Тут же, будто очнувшись, вся кодла кинулась на Гаврилова. Хорошо, ребята подоспели вовремя, и нескольких ударов хватило, — почти все студенты были спортсменами, — чтоб победовцы отступили. С безопасного расстояния Балтон часа два безустанно орал, что сожжет их этой же ночью, что такие им газы устроит... С тех пор студенты оставляли по ночам, так сказать, часового, который менялся каждые два часа.
Никаких поджогов не происходило, но то ли кто-то из победовских нажаловался начальству, рассказал про "газы", то ли среди студентов оказался стукачок, но у Станислава возникли неприятности, ему даже влепили выговор по комсомольской линии, а на следующий год поставили старшим бригады стройотрядовцев и, вдобавок, послали в тот же самый совхоз. Может, в наказание, а может, и из каких-то других соображений.
На посту преподавателя столкновения Станислава Олеговича с "простыми" как-то сами собой свелись к минимуму. И пришло для него время скрупулезного анализа и теоретических разработок.
А в стране тем временем начались кардинальные перемены. И одной из первых ласточек явилось опять же литературно-художественное произведение — повесть Астафьева "Печальный детектив".
Приступая к чтению, Станислав Олегович ничего особенного не ждал от этого бытописателя русской деревни, одного из десятка, и не самого даже смелого. Но повесть поразила молодого ученого и новизной темы, и откровенностью. В ней он увидел неприкрытую ненависть к быдлу и оскотиневшемуся "простому народу", погрязшему в болоте пьянства и похоти.
"Вот оно! — ликовал Станислав Олегович. — Вот оно, началось!". В пятидесятилетнем потоке воспеваний и гимнов (последним смелым произведением о свинском существовании народа он считал "Мастера и Маргариту" с гениальным финалом, когда интеллигентные люди улетают пусть с Дьяволом, пусть неизвестно куда, лишь бы подальше от быдляцкого ужаса), да, наконец-то вновь услышался, пока единичный, голос протеста. "И пусть, пусть пока "Печальный детектив", — думал Гаврилов, — считают лишь критикой темных сторон быта советских людей, но позже умные поймут все как надо. Как должно!".

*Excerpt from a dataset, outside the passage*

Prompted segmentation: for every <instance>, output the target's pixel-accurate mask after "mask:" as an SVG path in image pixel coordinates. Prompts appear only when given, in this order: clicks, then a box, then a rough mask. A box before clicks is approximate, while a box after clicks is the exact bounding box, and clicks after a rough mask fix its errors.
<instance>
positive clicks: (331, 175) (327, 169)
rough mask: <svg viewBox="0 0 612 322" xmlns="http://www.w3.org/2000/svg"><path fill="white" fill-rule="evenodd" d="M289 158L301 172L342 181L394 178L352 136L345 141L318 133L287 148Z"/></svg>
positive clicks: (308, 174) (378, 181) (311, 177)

Но помимо радостных ранний этап перестройки огорчал Гаврилова событиями и другими. И в первую очередь тем, что кроме интеллигенции зашевелился, и, конечно, неуклюже, грубо, как всегда по-звериному, так называемый гегемон.
На экранах телевизора замелькали вместо чистеньких, заранее подготовленных к съемкам, вызывающих некогда лишь брезгливую ухмылку презрения ткачих и доярок, комбайнеров в белых рубашках теперь совсем непереносимые, отвратительные Станиславу Олеговичу черные рожи шахтеров, измазанные в навозе, гнилозубые скотники, которые мало что выпячивали свою тощую грудь и всячески старались отравить смрадом дерьма и пота воздух интеллигентному человеку, так еще и требовали повышения зарплаты, жаловались на невнимание к их персонам секретарей обкомов, райкомов; рассуждали, каким путем нужно дальше идти стране.

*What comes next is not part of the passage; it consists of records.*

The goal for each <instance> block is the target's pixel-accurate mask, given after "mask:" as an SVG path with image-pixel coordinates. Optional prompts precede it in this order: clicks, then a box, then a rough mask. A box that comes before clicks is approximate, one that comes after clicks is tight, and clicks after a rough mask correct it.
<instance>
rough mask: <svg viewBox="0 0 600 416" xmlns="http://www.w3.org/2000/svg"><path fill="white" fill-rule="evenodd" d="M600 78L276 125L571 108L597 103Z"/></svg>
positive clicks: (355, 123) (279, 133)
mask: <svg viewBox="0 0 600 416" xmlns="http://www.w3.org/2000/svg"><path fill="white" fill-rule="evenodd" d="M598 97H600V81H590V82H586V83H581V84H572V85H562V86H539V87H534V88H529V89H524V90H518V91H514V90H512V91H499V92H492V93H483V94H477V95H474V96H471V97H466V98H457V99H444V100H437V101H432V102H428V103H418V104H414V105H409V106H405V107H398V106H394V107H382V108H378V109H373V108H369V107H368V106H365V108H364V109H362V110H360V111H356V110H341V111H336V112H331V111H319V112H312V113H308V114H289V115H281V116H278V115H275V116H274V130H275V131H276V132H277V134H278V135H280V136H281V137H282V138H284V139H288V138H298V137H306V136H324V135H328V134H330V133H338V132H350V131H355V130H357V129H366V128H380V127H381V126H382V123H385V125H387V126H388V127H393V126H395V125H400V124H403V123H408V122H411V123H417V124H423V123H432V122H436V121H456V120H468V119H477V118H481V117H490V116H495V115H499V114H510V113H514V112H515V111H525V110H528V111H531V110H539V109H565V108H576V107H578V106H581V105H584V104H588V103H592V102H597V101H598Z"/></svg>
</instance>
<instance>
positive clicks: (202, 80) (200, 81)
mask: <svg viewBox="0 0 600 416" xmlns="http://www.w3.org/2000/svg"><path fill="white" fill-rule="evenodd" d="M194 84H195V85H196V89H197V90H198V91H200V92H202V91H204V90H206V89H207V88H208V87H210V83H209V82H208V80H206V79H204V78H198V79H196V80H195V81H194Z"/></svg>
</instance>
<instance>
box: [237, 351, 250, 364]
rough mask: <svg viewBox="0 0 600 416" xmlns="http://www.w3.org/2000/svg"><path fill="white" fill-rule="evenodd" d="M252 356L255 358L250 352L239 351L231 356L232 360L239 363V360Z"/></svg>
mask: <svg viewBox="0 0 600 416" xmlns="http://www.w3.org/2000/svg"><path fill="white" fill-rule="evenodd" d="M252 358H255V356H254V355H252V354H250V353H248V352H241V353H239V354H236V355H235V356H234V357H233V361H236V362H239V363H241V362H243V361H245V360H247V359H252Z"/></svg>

Такие сюжеты (а бывало, и часовые передачи!) доводили Гаврилова до исступления, до бешенства, и он, не в силах больше смотреть, бежал на кухню, со стоном вытряхивал дрожащими руками в рюмочку корвалол, пугая родителей.
Надо отметить — сын был для них неустанной заботой, любимцем, смыслом их жизни. И они так радовались его успехам: закончил школу с медалью, в двадцать лет с небольшим стал университетским преподавателем, публикует статьи и рецензии. А какой вежливый и культурный! Какой у него кругозор!.. И нередко наедине друг с другом они говорили о сыне и неизменно сходились на уверенности, что он далеко, очень далеко пойдет, он свернет горы. Лишь бы выдержал, не сломался...

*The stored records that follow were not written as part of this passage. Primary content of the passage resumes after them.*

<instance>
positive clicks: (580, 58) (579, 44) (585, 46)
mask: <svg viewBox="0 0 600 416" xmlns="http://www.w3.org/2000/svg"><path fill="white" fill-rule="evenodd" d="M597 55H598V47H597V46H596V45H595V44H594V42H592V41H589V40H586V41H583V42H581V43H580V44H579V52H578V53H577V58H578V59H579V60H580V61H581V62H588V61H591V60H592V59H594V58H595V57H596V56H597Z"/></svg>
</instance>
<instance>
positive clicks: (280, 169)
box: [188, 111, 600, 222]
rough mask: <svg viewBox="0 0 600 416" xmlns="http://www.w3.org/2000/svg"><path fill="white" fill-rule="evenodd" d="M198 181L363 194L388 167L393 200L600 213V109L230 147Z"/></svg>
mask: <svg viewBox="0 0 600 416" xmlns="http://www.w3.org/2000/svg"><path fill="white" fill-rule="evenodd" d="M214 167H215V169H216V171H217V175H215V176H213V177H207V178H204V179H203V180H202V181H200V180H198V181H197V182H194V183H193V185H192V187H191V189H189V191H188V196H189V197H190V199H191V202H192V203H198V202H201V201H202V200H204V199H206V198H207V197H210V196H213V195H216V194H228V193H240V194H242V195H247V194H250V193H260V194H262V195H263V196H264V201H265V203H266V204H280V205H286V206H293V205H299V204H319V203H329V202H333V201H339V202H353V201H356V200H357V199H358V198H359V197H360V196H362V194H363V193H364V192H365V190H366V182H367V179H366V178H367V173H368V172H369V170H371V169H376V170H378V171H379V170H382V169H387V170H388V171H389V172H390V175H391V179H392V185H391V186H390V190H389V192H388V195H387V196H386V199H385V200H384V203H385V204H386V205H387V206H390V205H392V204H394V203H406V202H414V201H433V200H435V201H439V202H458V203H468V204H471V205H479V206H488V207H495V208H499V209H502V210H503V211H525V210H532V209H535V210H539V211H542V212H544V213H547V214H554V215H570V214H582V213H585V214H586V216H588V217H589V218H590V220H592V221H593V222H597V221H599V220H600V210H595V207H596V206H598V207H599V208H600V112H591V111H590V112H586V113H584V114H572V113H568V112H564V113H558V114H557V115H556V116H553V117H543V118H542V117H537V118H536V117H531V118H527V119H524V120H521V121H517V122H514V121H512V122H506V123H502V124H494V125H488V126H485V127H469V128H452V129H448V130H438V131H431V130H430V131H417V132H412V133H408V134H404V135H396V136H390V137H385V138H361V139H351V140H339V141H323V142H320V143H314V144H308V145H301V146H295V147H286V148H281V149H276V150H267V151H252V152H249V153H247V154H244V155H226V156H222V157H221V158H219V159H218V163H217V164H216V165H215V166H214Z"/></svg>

А Станислав жалел родителей. Конечно, жалел в душе, не унижая открытой жалостью; впрочем, нельзя сказать, что особенно уважал. Да, они честные, добрые люди, они никому не принесли зла, но и не имели сил и смелости бороться, сопротивляться. Сразу после окончания вуза и вот почти до старости, они сидели на своих должностях рядовых инженеров, получали рублей по сто двадцать — сто пятьдесят, когда удавалось, подрабатывали мелкими заказами. И что? Всё надеялись на лучшее, а лучшее для таких, как они, не наступает. Им на шею садятся начальники и за гроши выпивают все соки, их выпихивают из очередей откормленные домохозяйки (женушки "квалифицированных рабочих"), такие не ездят в отпуск на Черное море, у таких нет машины и дачи, такие, выйдя на пенсию, боятся пойти в собес за какой-нибудь справочкой, зная, что именно на них сорвут раздражение тамошние тетки, почтительно обслужив перед тем нескольких строптивых ветеранов труда.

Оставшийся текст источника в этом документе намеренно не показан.